本当にやりたいことをCurly Giraffeではやっていますね
––––「洋楽しか聴かない」というお話がありましたけど、Curly Giraffeのソフトロックだったりポップスだったり、そういった懐かしい手触りの音楽は高桑さんの真ん中にあるものですか?
それが全てではないけれども、たしかにそうですね。僕は小さい頃にオーストラリアに住んでいて、そのときにいわゆる音楽の原体験があるというか。当時は70年代の初期だったので、エルトン・ジョンとかカーペンターズとかが全盛期の頃で、そういった王道ポップスを耳にする機会が当たり前のようにあって、音楽を自覚的に聴いていたわけではないけど好きだったんですね。バンドを始める高校生ぐらいになってからは、また別に聴いていた音楽の影響を受けていたんだけれども、王道ポップスのような音楽をいつかはやりたいなという想いはずっと持っていたんです。だけど、そのときやっていたバンドの感じだと表現する形が違ったりしたので、その気持ちをずっと自分の奥底に仕舞い続けたまま、Curly Giraffeを始めるにあたってからは、そういう感じの曲が増えてきましたね。

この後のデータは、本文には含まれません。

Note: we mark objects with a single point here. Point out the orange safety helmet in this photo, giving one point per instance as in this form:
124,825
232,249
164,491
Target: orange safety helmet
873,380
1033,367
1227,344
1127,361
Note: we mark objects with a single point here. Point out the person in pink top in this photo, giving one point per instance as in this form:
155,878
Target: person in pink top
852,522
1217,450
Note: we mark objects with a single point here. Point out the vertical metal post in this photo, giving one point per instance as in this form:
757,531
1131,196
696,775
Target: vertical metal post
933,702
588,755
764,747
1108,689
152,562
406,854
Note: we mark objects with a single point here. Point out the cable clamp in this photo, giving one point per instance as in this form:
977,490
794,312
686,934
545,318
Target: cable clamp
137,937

––––ソロ故にパーソナルな部分が抽出されますよね。
そうそう。自分の本当に好きな部分をいつか世に出せたらいいなというところから、本当にやりたいことをCurly Giraffeではやっていますね。僕はデモテープがすごく好きなんです。デモテープって思いついたときのスケッチだったりするわけじゃないですか。完成していないんだけど、曲を作った人のエネルギーを一番感じるのがデモテープであって。それをそのまま世に出す音源に出来ないかなとCurly Giraffeでやってみたというところもありますね。僕の場合は家にデモを作る環境が必然的にあったので、それをそのまま音源にしてみようと。ただ、当時は思いついたときのアイデアを薄まってしまうような気がして、1枚目は自分のスタジオで完結させることにしたんです。外のスタジオで友達のミュージシャンに演奏してもらうという形もあったけれども。
––––デモ音源って僕も好きですね。あのざらっとした質感と未完成な感じって力が抜けていて、アルバムのボーナストラックに収録されていると嬉しくなります。逆に、形の整ったものは好みではないんですか?

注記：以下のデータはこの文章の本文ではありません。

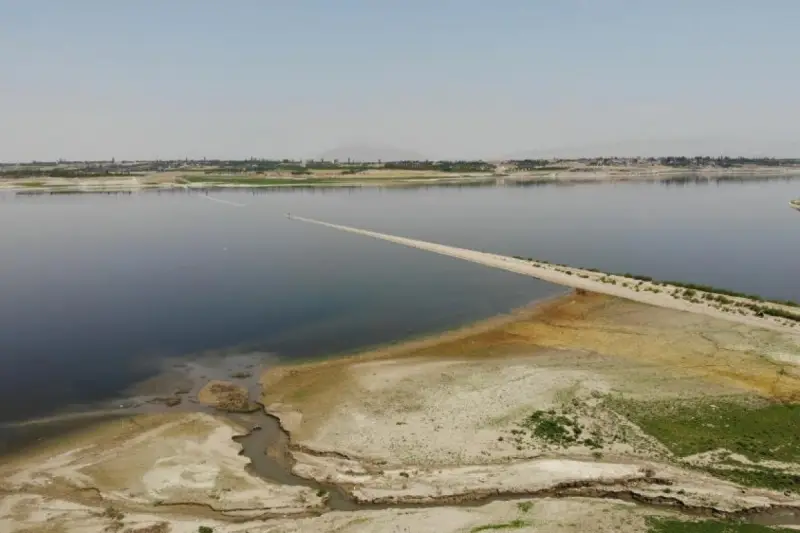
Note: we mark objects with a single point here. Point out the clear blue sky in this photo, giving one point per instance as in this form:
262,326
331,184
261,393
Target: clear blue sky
467,78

いや、そういうわけではないけど、Curly Giraffeの表現は姿勢に関していえば、もっとオルタナなんですよ。いわゆるグランジとかとは音楽性が違うけど、その手触りが好きというか。ジャケットを含めて今まで作ってきた作品には、隠れた名盤的な発想があって、その瞬間に良いというよりも、10年後に聴いても良いと思えるものを作りたい。そこはCurly Giraffeのコンセプトと言い切ってもいいんじゃないかな。